Les artistes sont alors fascinés dès le 19°siècle par cet univers si particulier dont ils font l’un des thèmes de la modernité. Clowns, écuyères et acrobates représentent la condition d’artiste.

Le cirque nourrit la créativité des peintres et des sculpteurs qui, durant plus d’un siècle, seront fascinés par la modernité du spectacle : explosion des couleurs, mouvement incessant, lumières multiples et surabondantes sont autant de centres d’intérêt pour tous ceux qui rejettent l’académisme des Beaux-Arts.

Beaucoup d’entre eux ont représenté le cirque de 1850 à nos jours. Toulouse-Lautrec, Rodin, Picasso, Léger, Chagall, Rouault, Matisse ou encore Karel Appel du mouvement Cobra ont exploré les multiples facettes de ce spectacle magique.

Au XXème siècle

Plus tard, au temps du cinéma muet, Charlie Chaplin s’inspirera également des clowns pour jouer son personnage de Charlot.
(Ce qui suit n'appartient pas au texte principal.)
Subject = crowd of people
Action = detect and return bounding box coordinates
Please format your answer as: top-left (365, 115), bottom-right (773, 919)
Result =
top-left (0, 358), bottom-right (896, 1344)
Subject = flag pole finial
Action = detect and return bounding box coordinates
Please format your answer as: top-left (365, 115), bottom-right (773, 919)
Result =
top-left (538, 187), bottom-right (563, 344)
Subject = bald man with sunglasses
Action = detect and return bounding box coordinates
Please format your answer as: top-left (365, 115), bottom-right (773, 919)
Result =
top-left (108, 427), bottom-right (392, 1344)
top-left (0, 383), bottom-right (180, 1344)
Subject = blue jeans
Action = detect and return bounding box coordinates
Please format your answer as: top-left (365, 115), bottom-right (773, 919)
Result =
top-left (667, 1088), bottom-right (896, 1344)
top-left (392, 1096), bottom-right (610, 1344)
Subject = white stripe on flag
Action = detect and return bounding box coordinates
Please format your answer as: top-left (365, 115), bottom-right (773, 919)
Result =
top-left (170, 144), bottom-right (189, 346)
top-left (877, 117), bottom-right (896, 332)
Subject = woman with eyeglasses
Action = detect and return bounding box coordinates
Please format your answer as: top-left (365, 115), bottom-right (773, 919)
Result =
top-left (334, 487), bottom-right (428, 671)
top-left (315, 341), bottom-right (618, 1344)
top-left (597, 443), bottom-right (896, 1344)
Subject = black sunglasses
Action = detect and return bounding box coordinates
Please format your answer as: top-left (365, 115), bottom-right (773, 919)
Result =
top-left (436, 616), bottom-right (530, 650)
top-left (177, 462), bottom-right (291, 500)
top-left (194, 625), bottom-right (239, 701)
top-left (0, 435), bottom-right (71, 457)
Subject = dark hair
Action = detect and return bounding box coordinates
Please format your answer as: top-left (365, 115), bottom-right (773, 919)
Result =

Car, au fil du temps, les clowns prennent des allures et des caractères variées. Les premiers qui débarquent en France sont provocants, et même effrayants. Puis vient l’Auguste, clown bariolé, vêtu d’un long manteau souvent usé et chaussé de souliers immensément grands. À l’inverse du clown blanc, sérieux et sûr de lui, l’Auguste est toujours prêt à faire des bêtises. Mais tous deux forment un duo inséparable : le clown blanc essayant de ramener à la raison l’Auguste, qui ne rate aucune occasion de se distinguer par des farces stupides.